Oya, Cara Pindah Hosting WordPress ala Galuh Ristyanto ada kekurangannya. Berikut kekurangannya:
- Statistik pengunjung sebelumnya akan terhapus, karena tidak ikut dipindah.
- Karena melakukan pembuatan blog baru di hosting yang baru, otomatis perlu pergantian DNS server di hosting yang lama ke hosting yang baru, dan itu butuh waktu tapi tidak begitu lama (tergantung webhosting yang menangani domain kamu). Dan proses buat blog baru bisa dilakukan setelah proses resolve domain selesai.
- Selama pembuatan blog baru di hosting yang baru, blog kamu akan terlihat kosong seperti halnya membuat blog baru. Ini dikarenakan database blog di hosting yang lama belum di restore.

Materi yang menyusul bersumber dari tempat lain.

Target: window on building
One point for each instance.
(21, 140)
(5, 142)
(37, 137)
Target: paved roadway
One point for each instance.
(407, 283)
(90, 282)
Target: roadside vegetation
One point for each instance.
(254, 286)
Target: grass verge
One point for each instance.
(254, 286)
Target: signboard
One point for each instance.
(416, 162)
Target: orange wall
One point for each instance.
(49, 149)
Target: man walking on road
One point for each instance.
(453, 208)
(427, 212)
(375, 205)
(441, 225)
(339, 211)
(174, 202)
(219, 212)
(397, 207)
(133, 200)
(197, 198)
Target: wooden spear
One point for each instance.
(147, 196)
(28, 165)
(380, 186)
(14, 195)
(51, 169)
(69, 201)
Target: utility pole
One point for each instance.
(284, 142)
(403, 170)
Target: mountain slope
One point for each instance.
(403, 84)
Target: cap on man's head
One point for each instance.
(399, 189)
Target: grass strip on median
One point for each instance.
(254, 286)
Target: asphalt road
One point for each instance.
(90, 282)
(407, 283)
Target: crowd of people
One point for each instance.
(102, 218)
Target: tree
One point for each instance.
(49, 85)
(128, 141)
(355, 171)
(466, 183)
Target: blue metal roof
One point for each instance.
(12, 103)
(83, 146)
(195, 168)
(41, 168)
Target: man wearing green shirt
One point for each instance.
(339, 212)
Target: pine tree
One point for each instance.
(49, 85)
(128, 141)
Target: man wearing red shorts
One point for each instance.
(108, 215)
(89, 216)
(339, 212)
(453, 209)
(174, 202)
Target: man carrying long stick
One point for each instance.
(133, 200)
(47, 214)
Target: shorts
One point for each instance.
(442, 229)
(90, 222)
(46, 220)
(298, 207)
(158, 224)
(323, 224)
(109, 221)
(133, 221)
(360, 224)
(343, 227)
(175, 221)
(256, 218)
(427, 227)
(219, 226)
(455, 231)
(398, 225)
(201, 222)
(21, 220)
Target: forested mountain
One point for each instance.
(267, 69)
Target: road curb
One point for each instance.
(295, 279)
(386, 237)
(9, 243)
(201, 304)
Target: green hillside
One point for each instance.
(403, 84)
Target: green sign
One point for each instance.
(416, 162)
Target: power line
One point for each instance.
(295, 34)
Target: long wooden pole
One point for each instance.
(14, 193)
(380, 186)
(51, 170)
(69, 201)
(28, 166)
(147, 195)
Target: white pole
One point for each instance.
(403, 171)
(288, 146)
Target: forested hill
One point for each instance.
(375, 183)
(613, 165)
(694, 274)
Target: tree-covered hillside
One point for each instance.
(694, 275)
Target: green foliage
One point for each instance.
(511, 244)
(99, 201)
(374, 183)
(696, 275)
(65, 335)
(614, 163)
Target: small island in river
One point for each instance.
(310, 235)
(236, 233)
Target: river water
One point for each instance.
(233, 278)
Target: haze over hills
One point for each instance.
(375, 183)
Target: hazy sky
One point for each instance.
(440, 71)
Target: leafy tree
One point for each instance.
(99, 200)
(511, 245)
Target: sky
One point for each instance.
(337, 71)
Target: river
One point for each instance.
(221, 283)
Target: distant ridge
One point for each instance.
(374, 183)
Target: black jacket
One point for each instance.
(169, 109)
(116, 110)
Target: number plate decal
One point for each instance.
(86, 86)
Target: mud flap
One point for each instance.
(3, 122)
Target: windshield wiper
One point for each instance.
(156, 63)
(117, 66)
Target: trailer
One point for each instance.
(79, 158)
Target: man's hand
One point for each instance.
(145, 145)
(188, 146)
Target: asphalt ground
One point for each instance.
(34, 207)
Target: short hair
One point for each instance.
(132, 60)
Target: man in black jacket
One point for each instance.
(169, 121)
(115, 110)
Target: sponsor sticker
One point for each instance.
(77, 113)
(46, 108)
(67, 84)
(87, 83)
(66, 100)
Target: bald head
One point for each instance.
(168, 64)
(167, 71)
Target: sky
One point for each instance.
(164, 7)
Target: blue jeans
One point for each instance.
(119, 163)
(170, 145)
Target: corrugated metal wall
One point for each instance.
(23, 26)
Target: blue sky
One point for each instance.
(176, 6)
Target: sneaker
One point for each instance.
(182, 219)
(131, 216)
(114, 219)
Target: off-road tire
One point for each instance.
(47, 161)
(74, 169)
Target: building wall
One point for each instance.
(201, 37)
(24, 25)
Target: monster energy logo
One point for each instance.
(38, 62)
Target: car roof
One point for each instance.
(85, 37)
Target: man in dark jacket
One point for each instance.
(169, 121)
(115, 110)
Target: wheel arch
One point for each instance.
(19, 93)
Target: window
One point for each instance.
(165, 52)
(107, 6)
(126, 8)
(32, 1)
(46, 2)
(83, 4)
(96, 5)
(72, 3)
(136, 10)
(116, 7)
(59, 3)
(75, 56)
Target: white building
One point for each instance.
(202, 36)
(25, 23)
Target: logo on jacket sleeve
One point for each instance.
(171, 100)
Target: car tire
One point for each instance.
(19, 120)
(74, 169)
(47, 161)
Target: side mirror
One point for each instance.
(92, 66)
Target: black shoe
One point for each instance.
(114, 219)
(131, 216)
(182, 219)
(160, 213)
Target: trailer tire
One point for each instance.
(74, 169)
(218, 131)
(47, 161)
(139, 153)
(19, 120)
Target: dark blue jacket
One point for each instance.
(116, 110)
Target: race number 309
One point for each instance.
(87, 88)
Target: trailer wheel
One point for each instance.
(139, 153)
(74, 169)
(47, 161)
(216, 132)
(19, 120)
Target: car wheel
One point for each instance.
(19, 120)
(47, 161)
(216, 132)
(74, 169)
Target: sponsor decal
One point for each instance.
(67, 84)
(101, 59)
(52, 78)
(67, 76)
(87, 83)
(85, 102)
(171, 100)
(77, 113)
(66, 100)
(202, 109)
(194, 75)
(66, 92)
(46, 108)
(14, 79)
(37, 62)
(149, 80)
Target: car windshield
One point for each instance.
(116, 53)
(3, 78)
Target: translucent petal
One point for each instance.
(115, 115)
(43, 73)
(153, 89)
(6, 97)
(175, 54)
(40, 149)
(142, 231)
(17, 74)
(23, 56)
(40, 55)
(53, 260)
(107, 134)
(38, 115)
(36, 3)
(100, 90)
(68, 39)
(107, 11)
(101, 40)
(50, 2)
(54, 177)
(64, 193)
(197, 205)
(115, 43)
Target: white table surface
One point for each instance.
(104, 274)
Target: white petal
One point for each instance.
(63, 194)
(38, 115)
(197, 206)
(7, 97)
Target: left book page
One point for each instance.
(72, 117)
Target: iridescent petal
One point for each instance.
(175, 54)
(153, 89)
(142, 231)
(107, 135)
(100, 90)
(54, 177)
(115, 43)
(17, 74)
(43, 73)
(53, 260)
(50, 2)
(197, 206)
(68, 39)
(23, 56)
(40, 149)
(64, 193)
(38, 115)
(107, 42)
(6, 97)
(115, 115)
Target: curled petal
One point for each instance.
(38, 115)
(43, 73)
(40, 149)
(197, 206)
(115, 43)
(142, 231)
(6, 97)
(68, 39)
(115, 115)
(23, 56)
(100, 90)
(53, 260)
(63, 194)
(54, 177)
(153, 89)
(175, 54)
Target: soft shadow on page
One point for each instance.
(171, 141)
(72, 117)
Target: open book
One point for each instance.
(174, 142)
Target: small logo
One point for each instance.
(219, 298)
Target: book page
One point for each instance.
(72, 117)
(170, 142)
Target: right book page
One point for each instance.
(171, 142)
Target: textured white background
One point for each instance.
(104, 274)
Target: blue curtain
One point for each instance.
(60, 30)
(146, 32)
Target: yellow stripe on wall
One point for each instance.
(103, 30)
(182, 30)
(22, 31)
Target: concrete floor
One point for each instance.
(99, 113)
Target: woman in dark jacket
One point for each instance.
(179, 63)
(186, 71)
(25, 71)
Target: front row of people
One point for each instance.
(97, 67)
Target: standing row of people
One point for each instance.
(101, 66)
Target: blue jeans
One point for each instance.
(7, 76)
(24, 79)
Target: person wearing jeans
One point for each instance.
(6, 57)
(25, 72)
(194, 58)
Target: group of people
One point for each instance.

Maaf jika cara pindah hosting saya ini membingungkan. Karena saya juga bingung dengan tutorial pindah hosting yang saya temui, bahkan saya gagal melakukan pindah hosting sesuai petunjuk tutorial, makanya saya coba-coba sendiri melakukan pindah hosting, tentunya dengan berpedoman pada pengetahuan pindah hosting yang saya temui tersebut.
Tujuan saya dari artikel ini adalah sharing apa yang sudah saya lakukan. Semoga bermanfaat.